The other day I got a silly scare: I opened the AI API bill for a little project and it was well above what I expected. I dug in and the cause was the dumbest possible — I picked the model out of habit. I used the "flagship" for everything, including simple tasks a model 100× cheaper would handle just as well. I'd never stopped to compare.
When I looked at the numbers, the gap was absurd. The same prompt, same task, cost about US$0.0007 on an open model and US$0.08 on the flagship — over 100× the difference. Multiply that by thousands of calls a month and "wrong model" becomes real money. That's when I built PromptTools.
The problem: we pick a model by vibe, not cost
Anyone working with LLM APIs knows the scene. The holes are always these:
- Model by habit. You use what you're used to (or the "smartest") for everything — even to classify a short text, where a cheap model gives the same result.
- Tokens are invisible. You don't "see" the size of the prompt. A fat system prompt, a whole context pasted in, and the per-call cost inflates without you noticing.
- Input ≠ output. The price of what goes in differs from what comes out, and output is usually the pricier one. Ignoring that gets the math badly wrong.
- The surprise only shows at scale. US$0.08 per call seems like nothing. Times 50k calls/month it becomes a bill that hurts — and by then it's too late.
The core problem: the decision of which model to use almost never goes through a side-by-side cost comparison. The ruler is missing.
The solution: PromptTools, with a side-by-side comparison
PromptTools is the ruler. You paste the prompt and it shows you, instantly: how many tokens it has, what it costs (input + output + multimodal) and — the trick — the cost of the same prompt across every model, side by side, cheapest to priciest. One glance and you see you can swap the "flagship" for a model 20× cheaper without losing quality on that task.
It's free, no login, and runs 100% in the browser — your prompt (often your secret) never leaves the machine.
What it gives you
- Model comparison. The same prompt across GPT-5, Claude Opus 4.8, Gemini 3, DeepSeek, Llama & co., sorted cheapest to priciest, with the "how many times pricier" for each.
- Scale projection. Enter how many requests per month and see the estimated monthly cost — where the wrong-model mistake actually shows.
- Context: chat vs API. A bar shows whether your prompt + answer fits the chat's safe limit or only the API (and warns when it overflows, or when Gemini hits the doubled-price tier).
- Density, templates and PDF. A prompt "density" gauge, templates saved in the browser, and a cost-report export to send a client.
Prices are reference estimates (USD) and easy to update — always check the provider's official table before finalizing a quote.
FAQ
How does it estimate tokens?
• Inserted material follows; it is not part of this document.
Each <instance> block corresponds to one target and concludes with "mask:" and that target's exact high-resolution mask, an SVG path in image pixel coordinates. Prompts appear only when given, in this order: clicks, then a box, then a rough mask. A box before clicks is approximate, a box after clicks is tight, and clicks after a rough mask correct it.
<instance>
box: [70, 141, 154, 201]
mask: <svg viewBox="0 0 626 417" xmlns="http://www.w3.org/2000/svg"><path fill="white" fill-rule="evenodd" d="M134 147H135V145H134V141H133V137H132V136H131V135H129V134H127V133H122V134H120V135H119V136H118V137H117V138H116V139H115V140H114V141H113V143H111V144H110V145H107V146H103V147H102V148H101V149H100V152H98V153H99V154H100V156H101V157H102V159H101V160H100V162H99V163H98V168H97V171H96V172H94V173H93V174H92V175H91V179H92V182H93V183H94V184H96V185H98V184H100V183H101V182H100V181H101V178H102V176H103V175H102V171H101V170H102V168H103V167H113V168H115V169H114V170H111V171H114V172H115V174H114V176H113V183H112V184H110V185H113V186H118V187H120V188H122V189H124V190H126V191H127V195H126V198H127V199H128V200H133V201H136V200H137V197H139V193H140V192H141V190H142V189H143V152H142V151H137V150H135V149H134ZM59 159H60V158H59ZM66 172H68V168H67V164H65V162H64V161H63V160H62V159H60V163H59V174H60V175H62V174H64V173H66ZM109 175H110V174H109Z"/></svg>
By the rule of thumb ≈ chars ÷ 3.5 (good for budgeting; the exact figure depends on each model's tokenizer). Image and audio count when you enter them.
Are the prices always right? They're reference estimates (USD) in an easy-to-update file — check the provider's official table, prices change.
Is my prompt sent to a server? No — it runs 100% in the browser; templates stay in your localStorage.
Who is it for? Devs and builders using LLM APIs who want to pick the right model by cost, project monthly spend and audit context.